Вторая мысль – и я спешу ее скорей додумать, потому что слышу, как за дверью каптенармус распределяет новые шинели перед отправкой на фронт, – вторая мысль – это боязнь рецидива старых моих настроений, боязнь повторения того, что я называю припадками слабоволия. Как мне удержать мои прекрасные приобретения – твердость, энергию, темперамент революционера? Я знаю: мне нужно слово, одно слово. Но это слово должно быть магическим. Магия его в том, что оно должно заключать в себе волны бодрых ассоциаций. Оно должно быть знаком мужества, честности, силы, оно должно выносить меня из бездны душевной депрессии, оно должно напоминать мне о самом лучшем, что есть в моей натуре.

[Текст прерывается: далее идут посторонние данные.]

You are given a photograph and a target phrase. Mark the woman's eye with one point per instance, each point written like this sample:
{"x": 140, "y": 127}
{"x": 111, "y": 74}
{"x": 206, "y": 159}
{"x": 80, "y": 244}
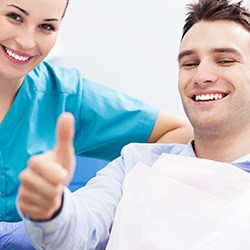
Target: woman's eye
{"x": 190, "y": 65}
{"x": 226, "y": 61}
{"x": 15, "y": 17}
{"x": 47, "y": 27}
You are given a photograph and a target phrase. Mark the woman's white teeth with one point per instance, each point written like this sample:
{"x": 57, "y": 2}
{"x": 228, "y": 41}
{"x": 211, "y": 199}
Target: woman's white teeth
{"x": 208, "y": 97}
{"x": 15, "y": 56}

Тут мне вспоминается Ришельевская улица, печальный пример Ришельевской улицы, которая вступила в жизнь как прекрасный юноша и, пробежав каких-нибудь полверсты, превратилась в слюнявого грязненького обывателя. Прекрасное начало Ришельевской улицы – вот на что должна походить моя жизнь: море, платаны, чугунные фонари, «Лионский кредит».
Я вбегаю в казарму. Спят все. Я ложусь на свое место между Куриленко и Степиковым. На подушке я нахожу новую шинель. Внимательно разглядываю ее: хороша, из плотного сукна, крепкие крючки, абсолютно чистая; это, верно, Колесник позаботился обо мне. Я кладу голову на подушку. О, сладкое изнеможение сна! Ах, какой ужасный день был сегодня – порка, бунт солдат, провал организации, арест Стамати, бегство Бегичко. Завтра – на фронт! Перед тем как заснуть, я шепчу: «Лионский кредит».